The logistic regression analysis demonstrated some risk factors for survival among OHCA patients: presence of a witness, bystander CPR, shockable rhythm, age, and EMS time, and the results, even in the COVID-19 era, were similar to previous studies [4, 5, 14]. Of these five factors, bystander CPR and EMS time were factors that could be improved. Early in the pandemic, the healthcare system was coping not only with patients COVID-19 but also with the wider effects of the pandemic on the healthcare system in general like in times of disaster; however, the most difficult time has passed and now we have been trying to coexist with COVID-19. It is important to learn from this pandemic to prepare for future pandemics or major disasters to prevent further healthcare and medical insufficiencies. We have already discussed EMS rescue duration, but deepening our understanding of the chain of survival, improving public education on basic life support methods, and establishing sustainable medical systems are important social issues, especially in preparing for disaster situations.
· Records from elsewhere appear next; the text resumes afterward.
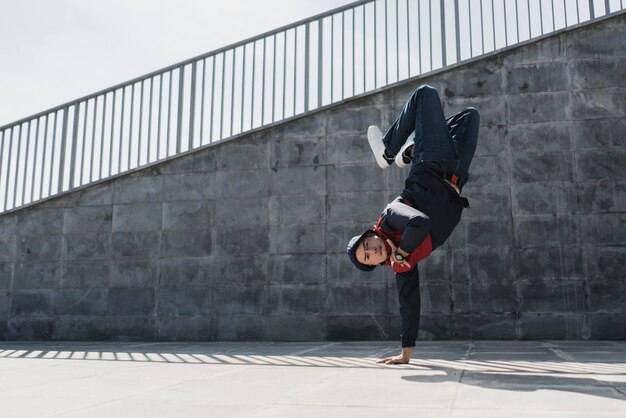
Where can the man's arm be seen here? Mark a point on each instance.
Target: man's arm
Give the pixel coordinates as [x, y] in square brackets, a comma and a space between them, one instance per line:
[409, 300]
[415, 224]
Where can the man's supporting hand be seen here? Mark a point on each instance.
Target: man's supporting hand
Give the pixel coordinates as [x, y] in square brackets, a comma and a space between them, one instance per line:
[403, 358]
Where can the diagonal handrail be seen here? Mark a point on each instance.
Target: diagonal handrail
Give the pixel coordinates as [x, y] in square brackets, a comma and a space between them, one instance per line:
[275, 76]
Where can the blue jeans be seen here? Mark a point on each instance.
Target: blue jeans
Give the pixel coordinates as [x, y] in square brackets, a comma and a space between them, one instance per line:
[447, 145]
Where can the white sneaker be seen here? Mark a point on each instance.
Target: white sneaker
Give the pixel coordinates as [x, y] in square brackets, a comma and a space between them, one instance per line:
[375, 139]
[401, 159]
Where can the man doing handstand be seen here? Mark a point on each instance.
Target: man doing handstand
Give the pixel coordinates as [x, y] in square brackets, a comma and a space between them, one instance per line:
[428, 209]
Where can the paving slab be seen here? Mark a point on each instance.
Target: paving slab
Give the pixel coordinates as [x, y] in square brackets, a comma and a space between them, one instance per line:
[452, 379]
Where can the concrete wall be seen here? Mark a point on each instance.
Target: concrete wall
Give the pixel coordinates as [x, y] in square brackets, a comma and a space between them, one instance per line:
[246, 240]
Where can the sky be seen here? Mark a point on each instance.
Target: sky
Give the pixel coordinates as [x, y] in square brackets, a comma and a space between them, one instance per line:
[52, 52]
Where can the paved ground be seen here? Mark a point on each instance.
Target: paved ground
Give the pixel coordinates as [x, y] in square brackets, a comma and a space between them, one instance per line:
[445, 379]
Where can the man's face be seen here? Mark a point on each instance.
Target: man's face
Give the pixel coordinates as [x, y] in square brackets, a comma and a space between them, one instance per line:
[371, 251]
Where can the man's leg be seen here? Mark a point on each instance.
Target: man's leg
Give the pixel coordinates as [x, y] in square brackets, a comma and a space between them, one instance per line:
[464, 130]
[423, 114]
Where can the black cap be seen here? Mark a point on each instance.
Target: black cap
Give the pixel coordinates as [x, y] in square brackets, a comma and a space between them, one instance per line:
[353, 245]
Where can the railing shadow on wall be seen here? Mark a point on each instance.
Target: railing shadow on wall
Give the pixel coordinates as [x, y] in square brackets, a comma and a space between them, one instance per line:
[276, 76]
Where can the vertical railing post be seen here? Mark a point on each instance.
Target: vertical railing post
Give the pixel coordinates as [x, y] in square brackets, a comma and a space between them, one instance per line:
[179, 118]
[442, 10]
[74, 142]
[307, 51]
[9, 159]
[192, 105]
[457, 31]
[66, 112]
[320, 42]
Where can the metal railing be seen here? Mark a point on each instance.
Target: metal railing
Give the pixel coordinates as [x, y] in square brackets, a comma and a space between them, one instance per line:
[292, 70]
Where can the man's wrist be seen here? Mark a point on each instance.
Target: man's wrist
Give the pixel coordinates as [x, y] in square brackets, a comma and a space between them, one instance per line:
[407, 352]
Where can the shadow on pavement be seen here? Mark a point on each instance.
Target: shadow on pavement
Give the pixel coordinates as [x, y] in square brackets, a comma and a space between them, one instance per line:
[527, 382]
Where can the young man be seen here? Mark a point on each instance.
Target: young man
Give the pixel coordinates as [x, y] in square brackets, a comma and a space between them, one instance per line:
[429, 207]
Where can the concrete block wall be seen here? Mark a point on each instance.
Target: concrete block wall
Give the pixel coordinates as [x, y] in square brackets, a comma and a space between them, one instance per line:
[246, 240]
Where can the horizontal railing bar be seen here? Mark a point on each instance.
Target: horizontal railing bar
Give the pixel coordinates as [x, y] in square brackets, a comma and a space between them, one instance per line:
[332, 105]
[189, 61]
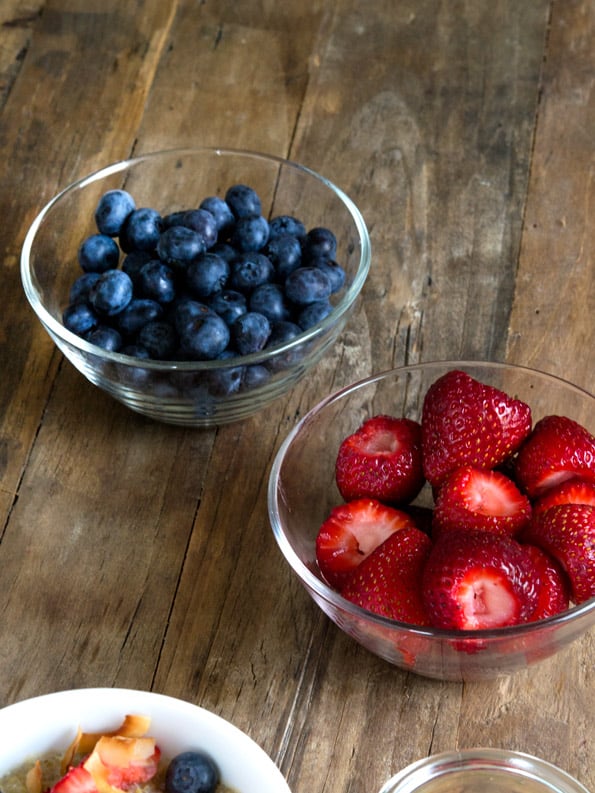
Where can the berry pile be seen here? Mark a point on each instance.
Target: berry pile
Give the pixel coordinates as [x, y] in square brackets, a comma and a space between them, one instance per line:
[207, 283]
[511, 536]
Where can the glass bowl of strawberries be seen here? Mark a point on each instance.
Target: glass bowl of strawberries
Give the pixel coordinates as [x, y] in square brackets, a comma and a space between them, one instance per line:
[443, 515]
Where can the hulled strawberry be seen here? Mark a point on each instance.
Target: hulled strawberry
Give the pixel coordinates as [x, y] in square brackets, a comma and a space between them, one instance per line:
[558, 449]
[381, 460]
[482, 500]
[573, 491]
[479, 580]
[567, 532]
[465, 422]
[388, 581]
[554, 588]
[350, 534]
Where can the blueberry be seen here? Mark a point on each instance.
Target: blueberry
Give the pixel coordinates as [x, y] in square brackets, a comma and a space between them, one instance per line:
[134, 262]
[79, 318]
[334, 271]
[141, 230]
[111, 293]
[249, 271]
[179, 245]
[307, 285]
[205, 337]
[207, 275]
[112, 210]
[250, 234]
[158, 338]
[285, 252]
[224, 217]
[243, 201]
[105, 337]
[79, 291]
[137, 313]
[229, 304]
[320, 243]
[204, 223]
[269, 299]
[98, 253]
[191, 772]
[250, 332]
[314, 313]
[287, 224]
[156, 281]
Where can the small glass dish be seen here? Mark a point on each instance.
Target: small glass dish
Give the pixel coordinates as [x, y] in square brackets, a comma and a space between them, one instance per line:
[489, 770]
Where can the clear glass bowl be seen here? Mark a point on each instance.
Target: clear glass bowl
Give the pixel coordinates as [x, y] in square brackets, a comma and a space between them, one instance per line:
[488, 770]
[302, 490]
[189, 393]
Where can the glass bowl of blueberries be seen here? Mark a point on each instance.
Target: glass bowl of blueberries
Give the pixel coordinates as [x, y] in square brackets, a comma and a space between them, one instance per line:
[196, 285]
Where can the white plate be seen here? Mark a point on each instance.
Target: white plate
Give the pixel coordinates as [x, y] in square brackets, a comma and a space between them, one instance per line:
[48, 723]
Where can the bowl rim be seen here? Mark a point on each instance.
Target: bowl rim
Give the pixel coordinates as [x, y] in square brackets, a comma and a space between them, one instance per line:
[325, 592]
[57, 329]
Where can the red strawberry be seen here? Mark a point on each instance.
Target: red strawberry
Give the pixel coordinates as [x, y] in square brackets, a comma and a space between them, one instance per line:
[567, 532]
[350, 534]
[482, 500]
[76, 780]
[558, 449]
[573, 491]
[388, 581]
[554, 591]
[478, 579]
[465, 422]
[381, 460]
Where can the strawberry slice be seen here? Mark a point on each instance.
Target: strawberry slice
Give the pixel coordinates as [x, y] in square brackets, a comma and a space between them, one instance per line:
[350, 534]
[388, 581]
[480, 500]
[557, 450]
[465, 422]
[381, 460]
[567, 532]
[76, 780]
[554, 590]
[479, 580]
[573, 491]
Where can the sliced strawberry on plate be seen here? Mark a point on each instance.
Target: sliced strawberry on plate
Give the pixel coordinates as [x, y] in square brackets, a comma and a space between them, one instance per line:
[388, 581]
[465, 422]
[76, 780]
[382, 460]
[350, 534]
[554, 590]
[480, 500]
[573, 491]
[567, 532]
[118, 763]
[558, 449]
[479, 580]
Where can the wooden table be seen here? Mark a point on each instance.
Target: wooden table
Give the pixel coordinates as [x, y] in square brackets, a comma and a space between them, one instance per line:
[132, 553]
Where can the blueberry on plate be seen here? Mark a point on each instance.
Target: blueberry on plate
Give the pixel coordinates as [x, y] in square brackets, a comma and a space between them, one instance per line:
[156, 281]
[307, 285]
[250, 234]
[207, 275]
[112, 210]
[79, 318]
[191, 772]
[98, 253]
[179, 245]
[141, 230]
[111, 293]
[205, 337]
[250, 332]
[243, 201]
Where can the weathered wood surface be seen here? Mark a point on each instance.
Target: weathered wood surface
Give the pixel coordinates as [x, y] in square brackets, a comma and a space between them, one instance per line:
[131, 553]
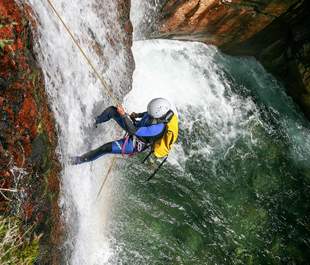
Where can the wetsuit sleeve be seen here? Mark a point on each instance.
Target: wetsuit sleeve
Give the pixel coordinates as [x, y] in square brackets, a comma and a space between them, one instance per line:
[140, 115]
[130, 127]
[150, 131]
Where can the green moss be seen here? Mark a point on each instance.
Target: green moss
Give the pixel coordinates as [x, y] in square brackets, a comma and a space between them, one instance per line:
[4, 42]
[17, 247]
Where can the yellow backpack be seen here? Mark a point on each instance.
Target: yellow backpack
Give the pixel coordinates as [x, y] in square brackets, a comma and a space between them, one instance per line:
[163, 145]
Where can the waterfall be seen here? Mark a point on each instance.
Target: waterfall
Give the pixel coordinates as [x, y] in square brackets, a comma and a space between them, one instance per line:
[230, 191]
[76, 97]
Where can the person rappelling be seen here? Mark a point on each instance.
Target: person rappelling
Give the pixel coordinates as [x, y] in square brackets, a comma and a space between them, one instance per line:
[157, 128]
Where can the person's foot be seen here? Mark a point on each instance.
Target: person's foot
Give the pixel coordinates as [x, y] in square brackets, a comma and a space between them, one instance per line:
[76, 160]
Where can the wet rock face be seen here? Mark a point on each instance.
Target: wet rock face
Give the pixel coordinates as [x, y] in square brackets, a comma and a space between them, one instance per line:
[276, 32]
[28, 162]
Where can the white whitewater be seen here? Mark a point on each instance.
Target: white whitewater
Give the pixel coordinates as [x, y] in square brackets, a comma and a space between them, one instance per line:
[185, 73]
[76, 96]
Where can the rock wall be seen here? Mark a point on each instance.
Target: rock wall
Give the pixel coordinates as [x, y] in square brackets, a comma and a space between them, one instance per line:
[276, 32]
[29, 169]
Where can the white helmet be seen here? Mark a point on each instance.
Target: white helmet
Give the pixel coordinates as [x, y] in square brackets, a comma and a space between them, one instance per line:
[158, 107]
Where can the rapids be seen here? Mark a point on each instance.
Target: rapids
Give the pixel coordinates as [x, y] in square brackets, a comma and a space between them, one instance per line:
[235, 189]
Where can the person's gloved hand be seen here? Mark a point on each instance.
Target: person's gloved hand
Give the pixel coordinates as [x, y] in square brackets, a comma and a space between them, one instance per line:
[120, 110]
[133, 115]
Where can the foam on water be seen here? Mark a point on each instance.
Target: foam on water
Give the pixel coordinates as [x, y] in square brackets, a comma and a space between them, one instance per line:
[187, 75]
[76, 96]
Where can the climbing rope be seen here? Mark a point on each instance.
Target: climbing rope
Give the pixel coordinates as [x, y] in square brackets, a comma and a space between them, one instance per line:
[103, 82]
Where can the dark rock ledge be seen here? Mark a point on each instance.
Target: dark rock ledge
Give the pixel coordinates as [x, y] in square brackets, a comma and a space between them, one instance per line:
[29, 167]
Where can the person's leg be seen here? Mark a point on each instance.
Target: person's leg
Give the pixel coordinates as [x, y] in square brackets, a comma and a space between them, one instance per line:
[92, 155]
[110, 113]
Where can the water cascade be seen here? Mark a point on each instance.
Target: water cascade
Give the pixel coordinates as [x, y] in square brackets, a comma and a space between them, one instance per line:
[76, 96]
[231, 190]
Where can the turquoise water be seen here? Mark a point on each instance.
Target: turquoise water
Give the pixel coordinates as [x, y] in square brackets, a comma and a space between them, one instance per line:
[242, 199]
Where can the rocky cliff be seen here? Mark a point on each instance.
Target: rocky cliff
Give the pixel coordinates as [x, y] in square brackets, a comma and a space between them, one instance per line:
[276, 32]
[29, 169]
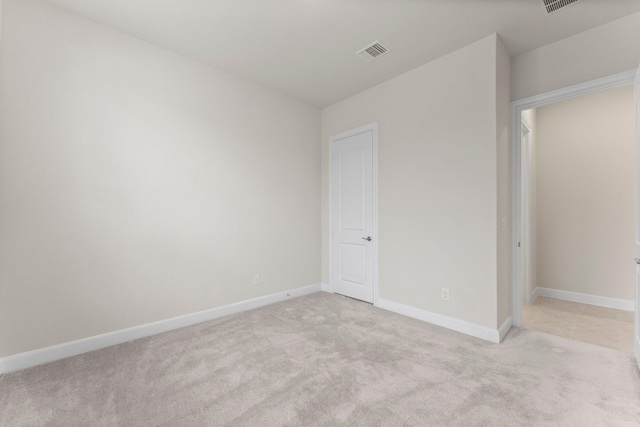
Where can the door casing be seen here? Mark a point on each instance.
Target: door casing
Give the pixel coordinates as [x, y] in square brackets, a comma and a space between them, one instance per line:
[517, 107]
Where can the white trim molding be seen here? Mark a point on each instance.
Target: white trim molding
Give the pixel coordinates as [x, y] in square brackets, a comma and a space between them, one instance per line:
[517, 107]
[467, 328]
[504, 328]
[620, 304]
[85, 345]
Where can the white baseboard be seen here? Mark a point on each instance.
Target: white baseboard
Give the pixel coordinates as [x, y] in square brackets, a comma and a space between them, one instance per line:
[620, 304]
[85, 345]
[458, 325]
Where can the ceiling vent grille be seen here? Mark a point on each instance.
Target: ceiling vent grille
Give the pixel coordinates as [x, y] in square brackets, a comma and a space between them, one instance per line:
[374, 51]
[556, 5]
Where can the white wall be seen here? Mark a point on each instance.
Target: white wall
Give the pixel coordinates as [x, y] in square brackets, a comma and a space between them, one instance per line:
[586, 194]
[531, 260]
[503, 111]
[602, 51]
[438, 180]
[137, 185]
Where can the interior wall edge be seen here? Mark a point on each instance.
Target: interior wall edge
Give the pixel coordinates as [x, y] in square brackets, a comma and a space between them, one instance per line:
[44, 355]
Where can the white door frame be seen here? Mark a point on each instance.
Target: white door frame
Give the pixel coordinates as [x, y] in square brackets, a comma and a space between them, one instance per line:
[373, 128]
[525, 203]
[517, 107]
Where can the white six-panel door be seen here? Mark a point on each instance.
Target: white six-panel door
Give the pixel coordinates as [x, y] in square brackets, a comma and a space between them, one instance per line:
[352, 213]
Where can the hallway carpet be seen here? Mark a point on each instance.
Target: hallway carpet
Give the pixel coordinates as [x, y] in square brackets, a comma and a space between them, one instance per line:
[327, 360]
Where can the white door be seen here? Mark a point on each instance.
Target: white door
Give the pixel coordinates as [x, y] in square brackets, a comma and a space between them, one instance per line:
[637, 317]
[353, 238]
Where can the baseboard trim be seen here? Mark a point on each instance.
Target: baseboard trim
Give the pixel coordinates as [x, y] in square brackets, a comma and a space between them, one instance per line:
[454, 324]
[620, 304]
[505, 328]
[97, 342]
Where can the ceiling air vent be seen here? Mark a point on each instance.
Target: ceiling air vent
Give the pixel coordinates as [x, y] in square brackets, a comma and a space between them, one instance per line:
[556, 5]
[374, 51]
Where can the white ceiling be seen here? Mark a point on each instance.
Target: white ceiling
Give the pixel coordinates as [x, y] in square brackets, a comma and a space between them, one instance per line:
[306, 48]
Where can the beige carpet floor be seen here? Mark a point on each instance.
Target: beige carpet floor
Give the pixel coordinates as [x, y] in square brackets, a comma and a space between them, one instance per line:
[327, 360]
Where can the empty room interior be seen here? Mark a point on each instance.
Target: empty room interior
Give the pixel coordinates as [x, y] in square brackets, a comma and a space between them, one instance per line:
[302, 212]
[580, 210]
Previous studies have aimed to evaluate proportions of prehospital ROSC as a main outcome, and the proportions declined in the post-pandemic group in this study, similar to previous studies [3, 4, 15, 16]. As for prehospital factors, our study demonstrated that baseline activities of daily living (ADL) were worsened, EMS call-to-hospital time was prolonged, and advanced airway management performed by paramedics increased in the post-pandemic group versus the pre-pandemic group. However, OHCA witnessed by others, bystander CPR, initial rhythm, and other interventions by EMS providers did not differ between groups, and most OHCA occurred at home. Lim et al. provided some explanations as follows: a lower proportion of bystander interventions occurred, EMS workflows changed during the COVID-19 pandemic, and patients may have been sicker, particularly in terms of heart disease, during the pandemic [16]. Although the quarantine in Japan was mild, frail people may have become weaker because of social activity restrictions. Therefore, preventing disease, frailty, and sarcopenia could be significant factors in improving OHCA prognosis. However, we did not adjust for these factors and could not assess the relationship between baseline patient health status and proportions of prehospital ROSC.

Limitations

This study has some limitations. First, the target of the SOS-KANTO database was OHCA patients who were transported to the hospital; therefore, we did not assess all OHCA cases that occurred in this region. Second, we analyzed data collected through March 2021; however, the results may have been different if we evaluated data after April 2021, considering the spread of COVID-19, the overload on medical systems, and the worsened medical insufficiencies. Third, these results may have not be generalizable to other regions or countries where the medical and social systems are different from those in Kanto, Japan.

Conclusions

The results of the current study showed that, in the post-pandemic group, mortality and favorable outcome rate 1 month after ROSC following OHCA worsened, EMS response time was prolonged, and advance airway management by EMS increased; however, most prehospital and in-hospital management did not change between pre- and post-pandemic. Our findings suggested that age, presence of a witness, bystander CPR, initial shockable rhythm, and EMS rescue time are prognostic factors for OHCA from the SOS-KANTO 2017 study.